I realize that this is a voicemail into the future, and I can only hope that Julianna and I get back together. Too eager to find out, I skip most of the next voicemails until Julianna's voice comes on again.
"Message 104. It's been three years now. The therapist thinks it's healthy for me to call this number again and just say how things are going in my life. I've gotten engaged but there isn't a day that goes by that I don't think about what we had. I just hope you understood that I loved you so much."
I skip more automated messages, some of them telling me that my number will be disconnected soon. I write another note on the fridge to tell my phone company I need to pay my bill.

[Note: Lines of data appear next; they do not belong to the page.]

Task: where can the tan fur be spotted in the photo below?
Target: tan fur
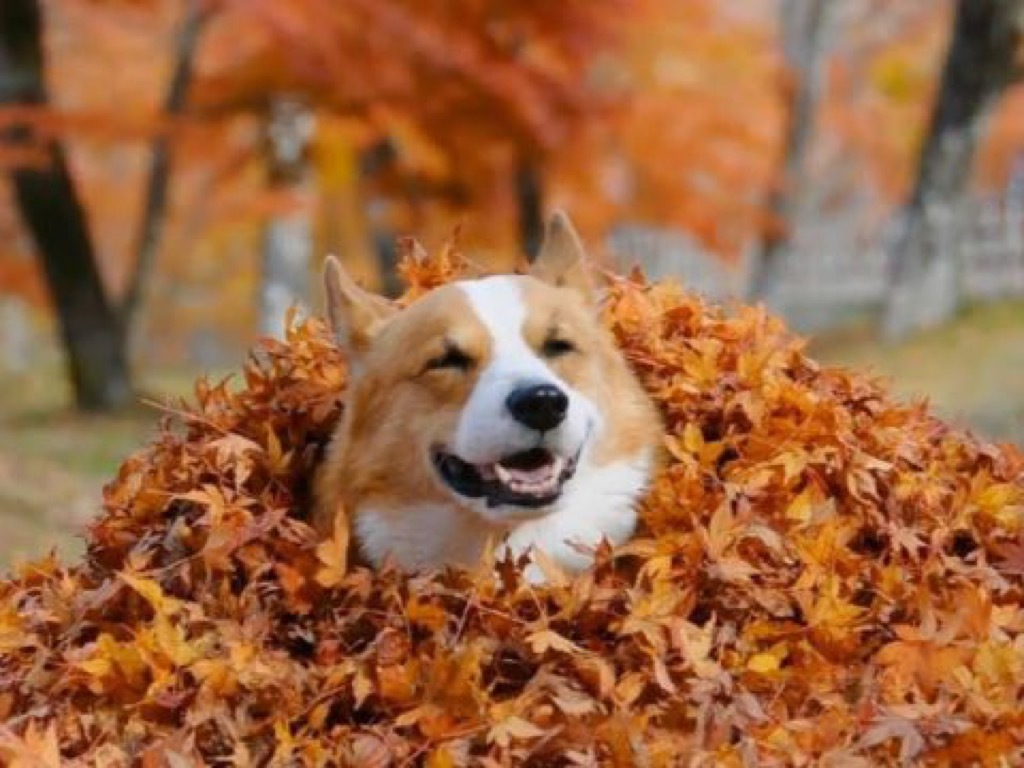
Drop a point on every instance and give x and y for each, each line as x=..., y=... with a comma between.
x=397, y=410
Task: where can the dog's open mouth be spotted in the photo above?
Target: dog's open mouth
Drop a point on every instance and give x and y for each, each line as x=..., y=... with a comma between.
x=529, y=478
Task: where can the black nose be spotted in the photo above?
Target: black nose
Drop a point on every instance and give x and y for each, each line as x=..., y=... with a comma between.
x=540, y=407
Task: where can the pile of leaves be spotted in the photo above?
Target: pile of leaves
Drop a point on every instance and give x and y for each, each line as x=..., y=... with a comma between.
x=821, y=576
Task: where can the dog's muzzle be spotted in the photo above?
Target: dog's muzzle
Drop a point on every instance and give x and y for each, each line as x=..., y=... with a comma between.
x=528, y=478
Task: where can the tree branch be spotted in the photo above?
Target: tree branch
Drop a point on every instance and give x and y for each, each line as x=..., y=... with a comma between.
x=155, y=207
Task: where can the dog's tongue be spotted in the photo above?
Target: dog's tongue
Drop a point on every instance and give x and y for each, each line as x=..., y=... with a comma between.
x=531, y=472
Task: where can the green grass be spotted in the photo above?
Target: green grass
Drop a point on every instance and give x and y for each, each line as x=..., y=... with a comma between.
x=972, y=370
x=54, y=462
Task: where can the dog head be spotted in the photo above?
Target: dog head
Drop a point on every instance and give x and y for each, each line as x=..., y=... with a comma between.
x=489, y=396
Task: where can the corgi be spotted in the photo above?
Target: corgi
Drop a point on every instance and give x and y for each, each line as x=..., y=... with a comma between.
x=496, y=410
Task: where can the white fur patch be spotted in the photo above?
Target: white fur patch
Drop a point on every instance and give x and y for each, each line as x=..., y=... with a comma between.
x=486, y=431
x=598, y=503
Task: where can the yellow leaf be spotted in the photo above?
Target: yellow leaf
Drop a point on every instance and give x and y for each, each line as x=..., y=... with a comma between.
x=153, y=593
x=333, y=554
x=511, y=729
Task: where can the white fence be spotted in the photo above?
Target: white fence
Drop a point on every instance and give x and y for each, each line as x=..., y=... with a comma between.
x=835, y=267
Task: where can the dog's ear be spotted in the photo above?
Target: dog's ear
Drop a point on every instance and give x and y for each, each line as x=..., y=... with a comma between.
x=562, y=260
x=355, y=315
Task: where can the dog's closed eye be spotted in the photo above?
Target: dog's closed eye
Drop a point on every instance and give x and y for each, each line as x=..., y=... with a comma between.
x=557, y=346
x=452, y=358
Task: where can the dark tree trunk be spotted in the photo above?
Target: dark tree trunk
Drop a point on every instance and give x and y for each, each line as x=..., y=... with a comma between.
x=980, y=65
x=155, y=206
x=802, y=26
x=529, y=200
x=45, y=193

"Message 153. Kaleb. The name seems to keep fading from my mind the more time that passes. All I want to do is to remember it. All I can associate it with is the grief and heartbreak of how we left things. It killed me inside to know that I couldn't tell you how much I loved you before you... I can't even speak it. Before you killed yourself. There, I said it. Maybe it will bring me some closure, at least I hope because"
The machine beeps, signaling that she ran out of her message time. I skip through the rest of the messages, and hope that her voice will come through telling me that it was just a prank she was pulling on me. Some kind of twisted gag.
"Message 173. This phone number will be removed from this account due to inactivity. The date is September 14, 2017. Goodbye."
The voicemail tells me that I have no new messages, and I wish that wasn't true. I go back and look at the calendar, and sure enough, it's flipped to September of 2017. Written on the 22nd, it says "Alex's birthday" in a font that I don't recognize.
I turn around and a family of three run around the house, fast forwarding through time. I run back where the phone was when they are finally gone and time stands still, but sadly it isn't there.
I panic, and have no idea what to do next. I fling open the front door and run down the stairs to the entrance of the complex. Throwing it open, the light blinds me as I pull the covers over my head, grunting at the sunlight.
After my eyes have adjusted, I pull the covers back down and Julianna is smiling down at me. "Time to wake up, cutie," she remarks at me. "You need to go into work and collect that bonus."
I squint through my door towards the calendar in the kitchen. It reads November 2014, and I breathe in a sigh of relief.
I kiss her on the forehead and pull her into bed, her hair falling onto the white mattress. "I don't work today. The paycheck can wait a day," I tell her, enjoying my time with her and the connection we have.
And no new messages on the answering machine.